Traditional Culture Encyclopedia - Hotel accommodation - Six skills of service What are the six skills of service?
Six skills of service What are the six skills of service?
1. The six major service skills are: tray, table setting, flower folding, pouring wine, serving dishes, and dividing dishes. For a qualified service personnel, these are all things that must be mastered, otherwise they will not be able to stay in the service industry for a long time.

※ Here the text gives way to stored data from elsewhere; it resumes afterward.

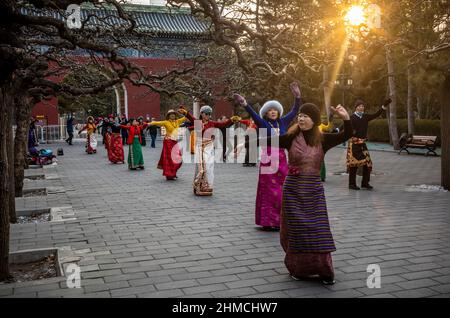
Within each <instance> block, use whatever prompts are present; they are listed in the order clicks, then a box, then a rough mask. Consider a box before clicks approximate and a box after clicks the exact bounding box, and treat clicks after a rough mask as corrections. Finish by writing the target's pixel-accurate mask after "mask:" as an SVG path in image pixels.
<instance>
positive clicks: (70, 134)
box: [66, 113, 75, 146]
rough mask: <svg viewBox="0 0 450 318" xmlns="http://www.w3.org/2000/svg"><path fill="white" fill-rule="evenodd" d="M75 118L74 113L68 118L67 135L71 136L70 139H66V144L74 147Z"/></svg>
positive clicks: (70, 136) (66, 126) (69, 115)
mask: <svg viewBox="0 0 450 318" xmlns="http://www.w3.org/2000/svg"><path fill="white" fill-rule="evenodd" d="M74 119H75V118H74V116H73V113H71V114H70V115H69V117H68V118H67V122H66V129H67V134H68V135H69V137H68V138H67V139H66V142H67V143H68V144H69V145H70V146H72V139H73V121H74Z"/></svg>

2. Language ability, communication ability, observation ability, memory ability, adaptability, and marketing ability. Each service department of the hotel has dedicated personnel for marketing, but their main responsibility is external marketing, while internal marketing requires waiters in various positions to work together. Only when all employees care about the hotel's marketing and feel a sense of the market everywhere can they seize every opportunity to do a good job in internal marketing for guests. This requires that the waiter cannot just wait for the guest's request to provide services, but should be good at seizing the opportunity to promote the hotel's various service products and service facilities to the guest, and fully tap the guest's consumption potential. To this end, the waiter should have a comprehensive understanding of each service, and be good at observing and analyzing the customer's consumer needs and psychology, so that the product can be fully informed and sold when the customer is interested. When expressing, waiters should pay attention to the natural, smooth and amiable tone of voice, maintain a constant speaking speed, and be calm and polite at all times. Language words that express respect and humility can often soften the tone, such as "you, please, sorry, if, can" and so on. In addition, waiters should also pay attention to the timing and objects of expression, that is, to express appropriately and appropriately according to specific situations such as different occasions and different identities of guests. Being able to see through the potential needs of guests at a glance is the most commendable service skill of a waiter. This requires the waiter to have keen observation skills and turn this potential demand into timely and practical service. And the provision of this service is the most valuable part of all services. The first type of service is passive, while the latter two services are proactive. The provision of potential services emphasizes the initiative of the waiter.